Location data is more important, and available, than ever, thanks to GPS-enabled smartphones.
You'd think there wouldn't be much new under the sun when it comes to maps and determining location. Hey, my car's already GPS nirvana, so why get greedy? Yet there's tremendous activity in this area--from Internet startups like Yelp to enterprise uses of location-based services. It feels like the latest techno-gold rush to those who've lived through other fads, yet there's real business value that IT can bring to the table.
Consider Chevron, the oil and gas giant. It hires boats from private operators to move goods among its oil platforms in the Gulf of Mexico. The boats have GPS tracking capability, but Chevron hadn't fully used that data until this past year, when it began collecting location information, feeding it into analytics software, and giving a Chevron team in a control room the authority to direct those boats. The result is "tens of millions" of dollars saved, says CIO Louis Ehrlich, thanks to more efficient routing that cuts the number of hours and miles the boats travel.

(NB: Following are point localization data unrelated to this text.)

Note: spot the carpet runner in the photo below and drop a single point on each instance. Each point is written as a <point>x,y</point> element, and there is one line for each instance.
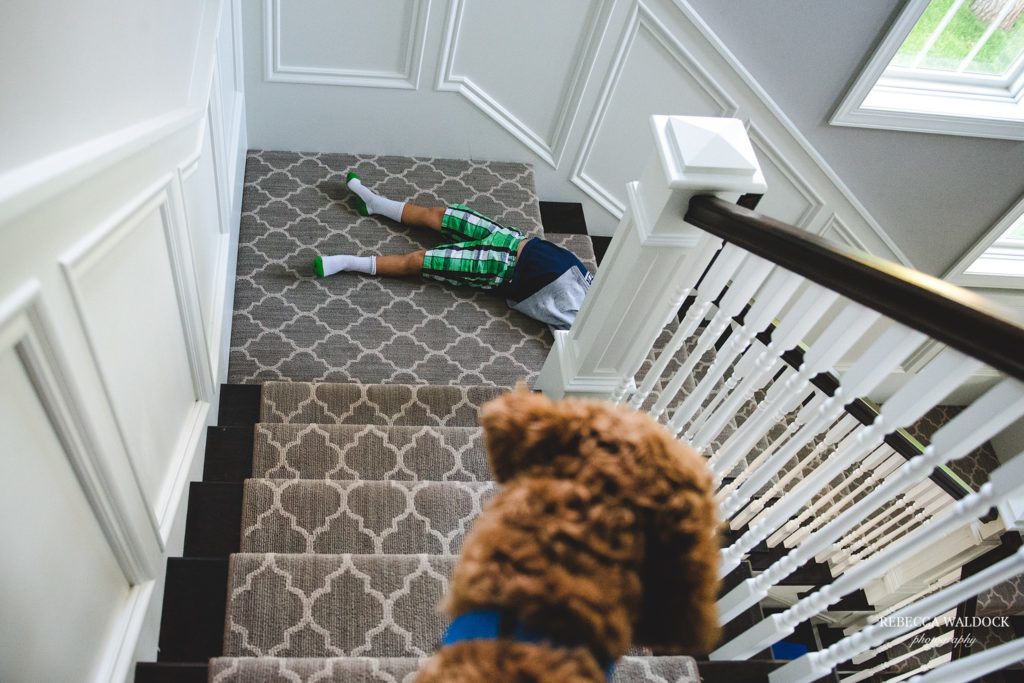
<point>350,531</point>
<point>288,325</point>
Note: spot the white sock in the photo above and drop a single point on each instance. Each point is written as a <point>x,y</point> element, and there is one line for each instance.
<point>329,265</point>
<point>375,204</point>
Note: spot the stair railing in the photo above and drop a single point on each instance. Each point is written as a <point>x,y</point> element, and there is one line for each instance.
<point>748,375</point>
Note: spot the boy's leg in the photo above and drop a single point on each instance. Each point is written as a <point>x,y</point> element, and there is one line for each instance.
<point>389,266</point>
<point>369,203</point>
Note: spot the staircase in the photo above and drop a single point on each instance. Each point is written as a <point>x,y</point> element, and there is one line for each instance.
<point>349,466</point>
<point>339,491</point>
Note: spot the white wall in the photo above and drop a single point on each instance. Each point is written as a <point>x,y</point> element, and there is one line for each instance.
<point>567,86</point>
<point>120,193</point>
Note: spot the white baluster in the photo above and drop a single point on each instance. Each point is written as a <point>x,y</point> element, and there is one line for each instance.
<point>772,298</point>
<point>941,376</point>
<point>974,667</point>
<point>871,653</point>
<point>877,466</point>
<point>931,644</point>
<point>882,358</point>
<point>937,585</point>
<point>653,252</point>
<point>840,430</point>
<point>838,338</point>
<point>758,369</point>
<point>918,511</point>
<point>718,276</point>
<point>872,524</point>
<point>754,271</point>
<point>979,422</point>
<point>1008,479</point>
<point>814,665</point>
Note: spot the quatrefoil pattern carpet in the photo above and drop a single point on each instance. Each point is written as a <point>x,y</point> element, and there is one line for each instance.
<point>350,328</point>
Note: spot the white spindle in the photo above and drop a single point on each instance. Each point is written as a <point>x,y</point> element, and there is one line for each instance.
<point>873,524</point>
<point>782,397</point>
<point>974,667</point>
<point>758,369</point>
<point>840,430</point>
<point>873,652</point>
<point>916,513</point>
<point>652,257</point>
<point>814,665</point>
<point>979,422</point>
<point>753,271</point>
<point>931,644</point>
<point>1007,479</point>
<point>873,366</point>
<point>939,377</point>
<point>718,276</point>
<point>932,587</point>
<point>873,468</point>
<point>928,666</point>
<point>771,299</point>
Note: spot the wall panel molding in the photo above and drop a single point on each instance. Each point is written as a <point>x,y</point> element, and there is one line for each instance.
<point>815,205</point>
<point>641,18</point>
<point>835,228</point>
<point>409,78</point>
<point>163,200</point>
<point>27,330</point>
<point>548,148</point>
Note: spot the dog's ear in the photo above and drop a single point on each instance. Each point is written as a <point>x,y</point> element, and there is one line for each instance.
<point>680,569</point>
<point>525,430</point>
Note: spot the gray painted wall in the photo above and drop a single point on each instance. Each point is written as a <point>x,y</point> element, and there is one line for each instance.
<point>934,195</point>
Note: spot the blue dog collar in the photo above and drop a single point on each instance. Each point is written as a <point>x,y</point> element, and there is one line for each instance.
<point>487,625</point>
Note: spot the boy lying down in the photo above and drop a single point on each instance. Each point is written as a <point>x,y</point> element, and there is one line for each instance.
<point>536,276</point>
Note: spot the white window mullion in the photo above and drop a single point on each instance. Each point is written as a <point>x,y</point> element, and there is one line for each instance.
<point>932,39</point>
<point>985,37</point>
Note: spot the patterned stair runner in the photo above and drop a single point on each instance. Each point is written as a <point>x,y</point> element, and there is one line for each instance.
<point>350,531</point>
<point>305,516</point>
<point>370,452</point>
<point>288,325</point>
<point>402,670</point>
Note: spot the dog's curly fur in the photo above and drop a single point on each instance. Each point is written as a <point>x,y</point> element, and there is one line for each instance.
<point>603,536</point>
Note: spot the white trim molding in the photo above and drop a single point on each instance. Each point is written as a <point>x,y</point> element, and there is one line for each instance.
<point>897,99</point>
<point>987,249</point>
<point>408,79</point>
<point>549,151</point>
<point>26,329</point>
<point>162,199</point>
<point>641,16</point>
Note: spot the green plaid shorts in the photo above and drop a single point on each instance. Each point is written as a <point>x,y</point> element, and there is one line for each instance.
<point>484,255</point>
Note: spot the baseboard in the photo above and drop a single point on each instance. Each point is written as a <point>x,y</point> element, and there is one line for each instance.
<point>117,664</point>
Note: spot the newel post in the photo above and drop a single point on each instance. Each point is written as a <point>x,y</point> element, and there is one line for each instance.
<point>643,278</point>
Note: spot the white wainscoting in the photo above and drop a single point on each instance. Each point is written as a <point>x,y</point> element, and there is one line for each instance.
<point>115,306</point>
<point>377,44</point>
<point>565,86</point>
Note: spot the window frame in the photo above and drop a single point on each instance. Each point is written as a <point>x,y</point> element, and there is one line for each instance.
<point>992,246</point>
<point>984,105</point>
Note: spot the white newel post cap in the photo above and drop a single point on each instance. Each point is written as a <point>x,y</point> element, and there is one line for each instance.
<point>709,154</point>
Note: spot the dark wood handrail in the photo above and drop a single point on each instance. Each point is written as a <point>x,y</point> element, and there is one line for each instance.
<point>948,313</point>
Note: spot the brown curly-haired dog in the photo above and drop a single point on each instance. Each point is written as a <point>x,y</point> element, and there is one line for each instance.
<point>603,536</point>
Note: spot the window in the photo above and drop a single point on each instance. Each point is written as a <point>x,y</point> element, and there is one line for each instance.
<point>953,67</point>
<point>997,260</point>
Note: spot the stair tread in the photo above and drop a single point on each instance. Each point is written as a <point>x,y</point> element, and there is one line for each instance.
<point>369,452</point>
<point>446,406</point>
<point>356,516</point>
<point>359,670</point>
<point>335,605</point>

This past year, for example, Ford's IT team worked with a group of college students to develop in-car applications, using its new Fiesta compact as the development platform. Location data played a key part in several of the prototypes, including one that would let people share their locations with other vehicles traveling in a caravan somewhere. While that particular app may seem to be lightweight compared with saving tens of millions of dollars, the point is that IT organizations can influence whether companies embed location data in their products.

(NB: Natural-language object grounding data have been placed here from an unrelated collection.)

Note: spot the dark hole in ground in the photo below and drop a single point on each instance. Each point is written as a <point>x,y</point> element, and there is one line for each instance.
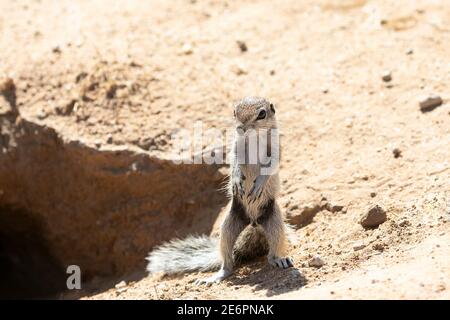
<point>27,268</point>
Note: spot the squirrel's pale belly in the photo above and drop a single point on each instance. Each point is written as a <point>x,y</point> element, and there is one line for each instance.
<point>270,191</point>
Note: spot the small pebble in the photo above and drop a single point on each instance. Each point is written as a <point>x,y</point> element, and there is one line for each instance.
<point>397,153</point>
<point>430,103</point>
<point>242,46</point>
<point>316,262</point>
<point>373,218</point>
<point>387,76</point>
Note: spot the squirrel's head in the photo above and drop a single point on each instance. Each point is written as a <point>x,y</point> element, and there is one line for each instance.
<point>254,113</point>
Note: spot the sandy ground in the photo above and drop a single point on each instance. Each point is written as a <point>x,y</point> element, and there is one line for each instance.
<point>131,73</point>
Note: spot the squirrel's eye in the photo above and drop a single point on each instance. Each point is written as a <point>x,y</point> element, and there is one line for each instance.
<point>261,115</point>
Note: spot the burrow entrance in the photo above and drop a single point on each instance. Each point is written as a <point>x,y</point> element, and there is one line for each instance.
<point>65,203</point>
<point>27,267</point>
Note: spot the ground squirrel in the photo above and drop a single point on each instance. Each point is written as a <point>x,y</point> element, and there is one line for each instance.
<point>254,225</point>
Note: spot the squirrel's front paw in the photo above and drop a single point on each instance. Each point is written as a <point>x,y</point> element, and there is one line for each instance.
<point>238,188</point>
<point>257,188</point>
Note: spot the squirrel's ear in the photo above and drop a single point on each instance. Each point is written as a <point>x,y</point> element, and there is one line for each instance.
<point>272,107</point>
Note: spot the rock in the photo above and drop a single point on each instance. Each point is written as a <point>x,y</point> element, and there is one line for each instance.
<point>387,76</point>
<point>56,49</point>
<point>358,246</point>
<point>373,218</point>
<point>316,262</point>
<point>65,108</point>
<point>242,46</point>
<point>430,103</point>
<point>187,49</point>
<point>239,69</point>
<point>397,153</point>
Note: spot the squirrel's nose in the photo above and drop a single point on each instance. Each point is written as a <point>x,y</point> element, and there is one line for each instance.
<point>241,128</point>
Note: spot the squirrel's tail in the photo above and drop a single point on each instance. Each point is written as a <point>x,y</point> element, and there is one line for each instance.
<point>187,255</point>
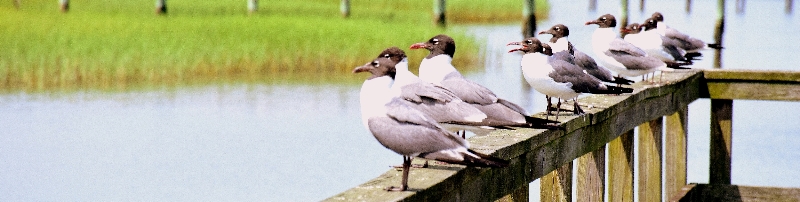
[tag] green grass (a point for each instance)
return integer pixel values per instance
(122, 43)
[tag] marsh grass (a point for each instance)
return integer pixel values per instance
(98, 44)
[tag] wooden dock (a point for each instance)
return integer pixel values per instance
(608, 125)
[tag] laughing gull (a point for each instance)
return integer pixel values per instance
(559, 42)
(617, 54)
(688, 43)
(661, 47)
(407, 131)
(555, 75)
(442, 104)
(437, 68)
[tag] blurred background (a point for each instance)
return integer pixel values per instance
(217, 101)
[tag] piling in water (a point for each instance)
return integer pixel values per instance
(161, 7)
(252, 6)
(529, 21)
(439, 13)
(344, 8)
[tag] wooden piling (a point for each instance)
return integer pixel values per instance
(63, 5)
(650, 149)
(522, 194)
(675, 152)
(623, 17)
(641, 5)
(720, 143)
(252, 6)
(740, 6)
(161, 7)
(620, 168)
(591, 176)
(688, 6)
(529, 21)
(557, 185)
(344, 8)
(439, 13)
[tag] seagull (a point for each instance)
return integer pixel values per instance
(442, 104)
(437, 68)
(407, 131)
(617, 54)
(555, 75)
(688, 43)
(559, 42)
(654, 44)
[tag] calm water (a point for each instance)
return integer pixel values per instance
(246, 142)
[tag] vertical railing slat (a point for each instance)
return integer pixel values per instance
(720, 143)
(650, 149)
(620, 168)
(591, 176)
(675, 152)
(557, 185)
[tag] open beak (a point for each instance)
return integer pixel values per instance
(363, 68)
(418, 46)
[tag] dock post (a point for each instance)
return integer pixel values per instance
(529, 21)
(591, 176)
(675, 152)
(161, 7)
(557, 185)
(620, 168)
(623, 17)
(439, 13)
(344, 8)
(650, 149)
(252, 6)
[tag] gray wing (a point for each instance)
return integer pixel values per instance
(620, 45)
(686, 42)
(469, 91)
(408, 131)
(590, 66)
(562, 55)
(673, 48)
(416, 92)
(569, 73)
(634, 62)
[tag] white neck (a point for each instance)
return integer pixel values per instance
(375, 94)
(562, 44)
(661, 28)
(434, 70)
(601, 39)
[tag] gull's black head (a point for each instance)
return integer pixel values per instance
(633, 28)
(658, 17)
(558, 31)
(528, 45)
(604, 21)
(378, 68)
(394, 53)
(439, 44)
(650, 23)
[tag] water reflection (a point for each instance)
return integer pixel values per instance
(302, 142)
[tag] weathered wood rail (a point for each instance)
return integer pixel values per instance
(608, 125)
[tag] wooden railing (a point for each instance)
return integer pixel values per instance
(608, 125)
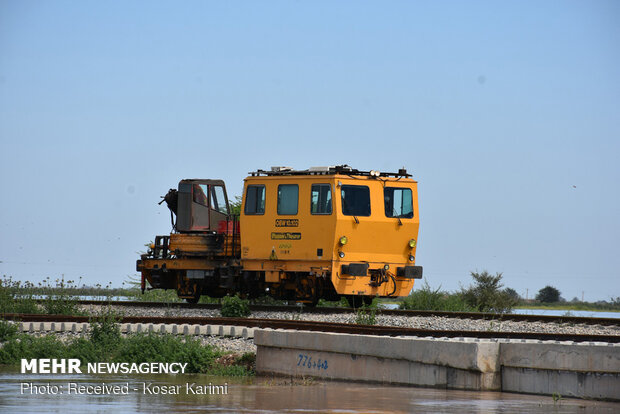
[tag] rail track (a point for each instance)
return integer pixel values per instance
(325, 327)
(395, 312)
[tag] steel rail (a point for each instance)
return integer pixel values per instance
(395, 312)
(323, 327)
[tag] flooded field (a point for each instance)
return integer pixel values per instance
(127, 394)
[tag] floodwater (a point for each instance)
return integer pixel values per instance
(30, 393)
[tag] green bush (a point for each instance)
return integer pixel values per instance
(235, 307)
(367, 315)
(17, 297)
(485, 295)
(8, 330)
(427, 298)
(548, 294)
(104, 328)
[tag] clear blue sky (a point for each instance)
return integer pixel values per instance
(507, 113)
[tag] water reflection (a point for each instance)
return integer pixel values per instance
(268, 395)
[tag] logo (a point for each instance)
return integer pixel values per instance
(285, 236)
(287, 223)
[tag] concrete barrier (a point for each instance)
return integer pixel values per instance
(587, 371)
(577, 370)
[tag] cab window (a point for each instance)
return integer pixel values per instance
(355, 200)
(321, 199)
(218, 200)
(199, 194)
(255, 199)
(398, 202)
(288, 195)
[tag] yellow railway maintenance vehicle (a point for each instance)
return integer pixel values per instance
(325, 232)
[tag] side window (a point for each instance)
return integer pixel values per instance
(321, 199)
(255, 199)
(355, 200)
(199, 194)
(288, 195)
(218, 201)
(398, 202)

And then there's marketing. Location-based mobile phone ads not long ago were nothing but creepy. (How does that store know I'm on this street?) With location-based Web sites such as Foursquare and Gowalla, where people volunteer to check in at a location to tell their friends, restaurants and retailers reward people for visiting. Starbucks and McDonald's are among the companies that have tested giving coupons to people based on their check-ins. Foursquare says it has nearly 3 million members.
Search, too, promises to get more location-driven. Yelp, a booming site on which anyone can review a local business, lets users search for specific goods and services using a ZIP code--"sushi 10023"--or, from a mobile device, using their actual location. Given the growth of sites such as Yelp, and knowing that Google did $1 billion in search ads over mobile devices last quarter, it's no surprise that Marissa Mayer, the Google VP formerly in charge of search, just took over Google's nascent location and local services business.